I am going with 2 JL 10W7 in a sealed enclosure. In the hatch of a 2000 Integra. Will be fabricating a fiberglass enclosure. Something firing say at about a 35-45 degree inward.Question is, at what direction(front/back/inward) would give the best sound from the sub. I've heard toward the back and let the sound "bounce' off the back. Fire upward off the hatch,etc. Any ideas and/or pics would be great.


----------



## djbreal87 (Jun 24, 2012)

After extensive research I have learned that the Bass will not "bounce" off of anything. Bass is a different wave compared to regular sound, where sound bounces off of walls, windows, etc. Bass will "go through" it with little resistance. I drive a hatchback as well, 2004 mitsubishi eclipse, I am also building a custom MDF/Fiberglass enclosure for my trunk, I am reverse mounting the subs, with magnets out facing the front. Have no fear, no special positioning will yield any distinctive audible results


----------



## crispin (May 23, 2011)

djbreal87 said:


> After extensive research I have learned that the Bass will not "bounce" off of anything. Bass is a different wave compared to regular sound, where sound bounces off of walls, windows, etc. Bass will "go through" it with little resistance. I drive a hatchback as well, 2004 mitsubishi eclipse, I am also building a custom MDF/Fiberglass enclosure for my trunk, I am reverse mounting the subs, with magnets out facing the front. Have no fear, no special positioning will yield any distinctive audible results


I respectfully disagree, I have owned a few hatchbacks plus installed a few systems in other hatchbacks.
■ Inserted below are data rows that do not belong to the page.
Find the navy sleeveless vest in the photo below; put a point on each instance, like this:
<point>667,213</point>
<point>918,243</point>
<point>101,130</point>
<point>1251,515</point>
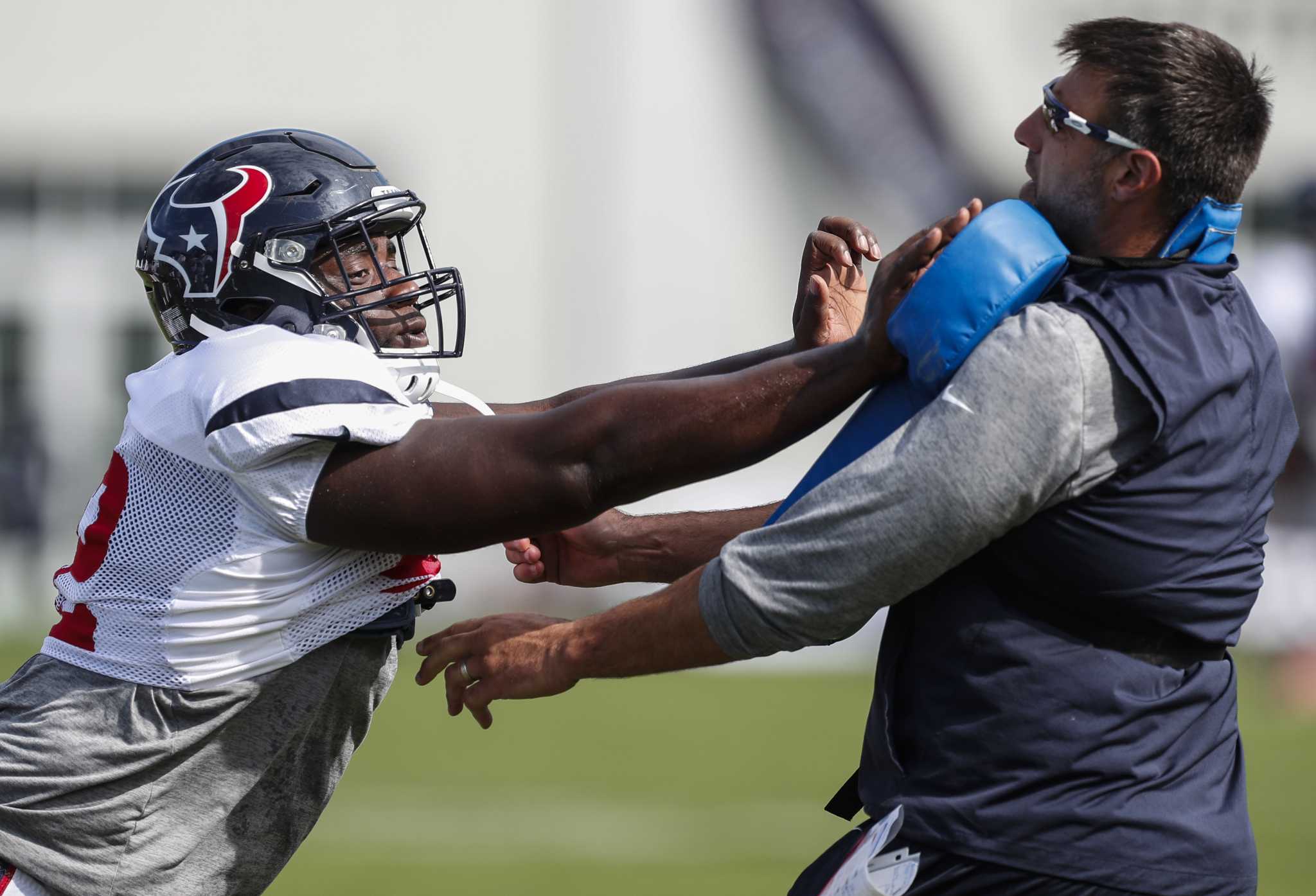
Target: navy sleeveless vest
<point>1003,720</point>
Firing the subs facing to the rear will give more bass. Firing them forward gives less bass.

Firing them up sometimes sounds good but often gives more trunk rattle. Firing them into the rear corner often sounds the best but takes up the most room.


----------



## djbreal87 (Jun 24, 2012)

Alright, well after further looking into it, I was wrong, and I am sorry. Found this article thats fairly straight forward, and talks about placement in a hatchback. Check it out.

Car Audio Cabin Gain Transfer Function


----------



## Pimpnyou204 (Jul 13, 2011)

Sub up and port back was best in my friends versa.


----------